The
Federal Reserve Board has adopted a final rule to implement the registration
requirements for securities holding companies under Dodd-Frank Act Section 618.
This provision allows a securities holding company that is required by a
foreign regulator or foreign law to be subject to comprehensive consolidated
supervision to register with the Fed as a supervised securities holding
company. The economic analysis accompanying the rule indicates that five
entities may avail themselves of the rule.
The new
rule defines “securities holding company” to mean any company that owns or
controls, is controlled by, or is under common control with, one or more
brokers or dealers registered with the Securities and Exchange Commission and
is required by a foreign regulator or provision of foreign law to be subject to
comprehensive consolidated supervision. The term excludes certain nonbank
financial companies, insured banks or savings associations and their affiliates,
foreign banks, and companies currently subject to comprehensive consolidated
supervision by a foreign regulator. Supervised securities holding companies
must comply with the Bank Holding Company Act of 1956, except for the provisions
contained in Section 4 dealing with restrictions on nonbanking activities.

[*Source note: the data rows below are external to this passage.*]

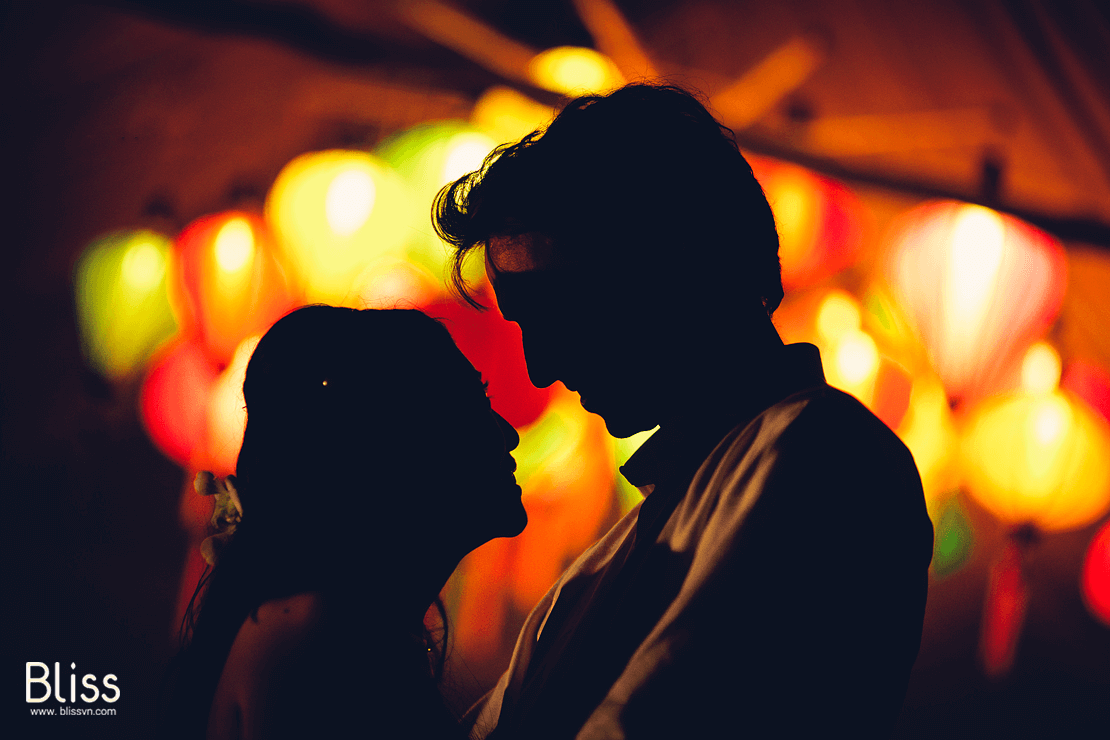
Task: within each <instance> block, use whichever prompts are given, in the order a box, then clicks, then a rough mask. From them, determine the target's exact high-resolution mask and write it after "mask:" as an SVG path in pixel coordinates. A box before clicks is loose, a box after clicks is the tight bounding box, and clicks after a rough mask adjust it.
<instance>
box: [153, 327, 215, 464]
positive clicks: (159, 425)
mask: <svg viewBox="0 0 1110 740" xmlns="http://www.w3.org/2000/svg"><path fill="white" fill-rule="evenodd" d="M216 374H218V371H216V367H215V366H214V365H213V364H212V362H211V361H210V359H209V357H208V355H206V353H205V352H204V348H203V347H202V346H201V345H200V344H199V343H196V342H194V341H183V342H179V343H178V344H176V345H175V346H173V347H171V348H170V349H169V351H168V352H165V353H164V354H163V355H162V356H161V358H160V359H158V361H157V362H155V363H154V365H153V366H152V367H151V369H150V372H149V373H148V375H147V378H145V381H143V385H142V389H141V392H140V396H139V409H140V414H141V417H142V422H143V425H144V426H145V427H147V434H148V435H149V436H150V438H151V439H152V440H153V442H154V445H155V446H157V447H158V448H159V449H161V450H162V452H163V453H164V454H165V456H166V457H169V458H170V459H172V460H174V462H175V463H178V464H179V465H181V466H183V467H185V466H189V464H190V463H191V462H192V460H194V459H195V458H196V456H198V455H199V454H200V453H201V450H202V448H203V443H204V433H205V425H206V416H208V410H206V409H208V396H209V391H210V388H211V387H212V383H213V382H214V381H215V378H216Z"/></svg>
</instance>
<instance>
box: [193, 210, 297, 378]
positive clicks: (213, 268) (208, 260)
mask: <svg viewBox="0 0 1110 740" xmlns="http://www.w3.org/2000/svg"><path fill="white" fill-rule="evenodd" d="M174 253H175V255H176V260H175V265H174V266H175V271H174V273H175V275H174V281H173V283H171V290H172V293H171V294H172V295H173V296H174V303H175V305H178V306H179V311H180V312H181V313H182V314H183V315H184V320H183V322H182V323H183V324H185V325H186V326H192V327H194V331H195V333H196V334H198V336H199V337H200V339H201V342H202V343H203V344H204V346H205V348H208V351H209V353H210V355H211V356H212V358H213V359H214V361H215V362H218V363H220V364H223V363H226V362H228V361H230V359H231V356H232V353H233V352H234V351H235V347H236V346H238V345H239V343H240V342H241V341H242V339H243V337H245V336H248V335H251V334H258V333H260V332H264V331H265V330H266V328H269V327H270V325H271V324H273V323H274V322H275V321H278V320H279V318H281V317H282V316H283V315H284V314H285V313H286V312H287V311H289V310H290V308H292V307H293V305H294V303H295V302H294V298H293V295H292V291H291V288H290V286H289V284H287V281H286V277H285V274H284V272H283V271H282V268H281V265H279V264H278V261H276V259H275V256H274V246H273V240H272V237H271V236H270V232H269V230H268V229H266V226H265V223H264V222H263V221H262V220H261V219H260V217H258V216H254V215H251V214H248V213H240V212H235V211H230V212H226V213H220V214H218V215H211V216H204V217H202V219H199V220H196V221H194V222H193V223H192V224H190V225H189V226H186V227H185V230H184V231H182V232H181V235H180V236H179V237H178V240H176V242H175V244H174Z"/></svg>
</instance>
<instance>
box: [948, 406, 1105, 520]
mask: <svg viewBox="0 0 1110 740" xmlns="http://www.w3.org/2000/svg"><path fill="white" fill-rule="evenodd" d="M961 452H962V462H963V476H965V480H966V483H967V488H968V491H969V493H970V494H971V495H972V496H973V497H975V498H976V500H978V501H979V503H980V504H981V505H982V506H983V507H985V508H986V509H988V510H989V511H990V513H991V514H993V515H995V516H996V517H998V518H999V519H1000V520H1002V521H1005V523H1007V524H1009V525H1012V526H1020V525H1030V524H1031V525H1033V526H1036V527H1037V528H1038V529H1040V530H1043V531H1060V530H1064V529H1074V528H1077V527H1082V526H1084V525H1088V524H1090V523H1092V521H1094V520H1096V519H1098V518H1099V517H1100V516H1101V515H1102V514H1103V513H1104V511H1106V510H1107V508H1108V507H1110V427H1108V425H1107V423H1106V420H1104V419H1102V417H1101V416H1099V415H1098V414H1096V413H1093V412H1092V410H1091V409H1089V408H1088V407H1087V406H1086V404H1083V403H1082V402H1080V401H1078V399H1077V398H1074V397H1073V396H1071V395H1069V394H1066V393H1062V392H1060V391H1051V392H1049V393H1029V392H1020V393H1016V394H1006V395H1001V396H997V397H993V398H990V399H988V401H986V402H983V403H982V404H981V405H980V406H979V407H978V408H977V409H976V410H975V413H973V414H972V416H971V418H970V419H969V423H968V428H967V432H966V434H965V439H963V445H962V450H961Z"/></svg>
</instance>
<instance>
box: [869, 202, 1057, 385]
mask: <svg viewBox="0 0 1110 740" xmlns="http://www.w3.org/2000/svg"><path fill="white" fill-rule="evenodd" d="M891 255H892V256H891V260H890V264H889V266H888V273H889V276H890V281H891V284H892V286H894V288H895V292H896V294H897V298H898V301H899V303H900V304H901V306H902V308H904V310H905V311H906V314H907V316H908V318H909V320H910V322H911V323H912V324H914V326H915V327H916V330H917V332H918V334H919V335H920V337H921V339H922V342H924V344H925V346H926V349H927V351H928V353H929V357H930V361H931V363H932V365H934V367H935V368H936V371H937V373H938V375H939V376H940V378H941V381H942V382H944V384H945V387H946V388H947V391H948V395H949V398H950V399H951V402H952V404H953V406H959V405H960V404H966V403H968V402H970V401H973V399H976V398H981V397H983V396H986V395H988V394H989V393H991V392H995V391H998V389H999V388H1001V387H1002V385H1003V384H1005V382H1006V379H1007V377H1008V376H1009V375H1010V371H1011V369H1012V367H1013V364H1015V363H1016V362H1017V361H1018V359H1019V358H1020V353H1021V351H1022V349H1023V348H1025V347H1026V346H1027V345H1028V344H1029V342H1030V341H1031V339H1032V338H1033V337H1035V336H1037V335H1038V334H1040V333H1041V332H1042V331H1043V330H1045V328H1046V327H1047V326H1048V325H1049V323H1050V322H1051V321H1052V318H1053V317H1055V316H1056V314H1057V312H1058V311H1059V308H1060V304H1061V302H1062V298H1063V290H1064V285H1066V282H1067V277H1066V271H1067V265H1066V262H1064V257H1063V251H1062V249H1061V247H1060V246H1059V245H1058V244H1057V243H1056V242H1055V241H1053V240H1052V239H1051V237H1050V236H1049V235H1048V234H1045V233H1043V232H1041V231H1038V230H1036V229H1033V227H1032V226H1029V225H1028V224H1025V223H1022V222H1020V221H1018V220H1017V219H1013V217H1011V216H1006V215H1002V214H1000V213H996V212H995V211H991V210H990V209H986V207H982V206H979V205H970V204H967V203H957V202H951V201H944V202H936V203H930V204H927V205H924V206H920V207H918V209H915V210H914V211H911V212H910V213H909V214H908V215H907V216H906V217H905V219H904V220H902V222H901V224H900V226H899V227H898V229H897V230H896V236H895V240H894V250H892V252H891Z"/></svg>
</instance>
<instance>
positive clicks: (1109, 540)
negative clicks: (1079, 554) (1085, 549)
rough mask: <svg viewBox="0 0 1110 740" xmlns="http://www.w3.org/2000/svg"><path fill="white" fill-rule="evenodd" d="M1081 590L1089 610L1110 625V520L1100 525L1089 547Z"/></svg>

Securities holding companies that elect to
register with the Fed will need to complete a new form being developed by the
Fed. A securities holding company must file the form with the responsible
reserve bank, as determined by the Director of Banking Supervision and Regulation
at the Fed. The Fed may request additional necessary information. A
registration is deemed filed on the date that all required information on the
form is received. A registration generally is effective 45 calendar days
after the date on which the responsible reserve bank received the complete
filing. The Fed, however, may give written notice to a securities holding
company that its registration is effective before 45 calendar days.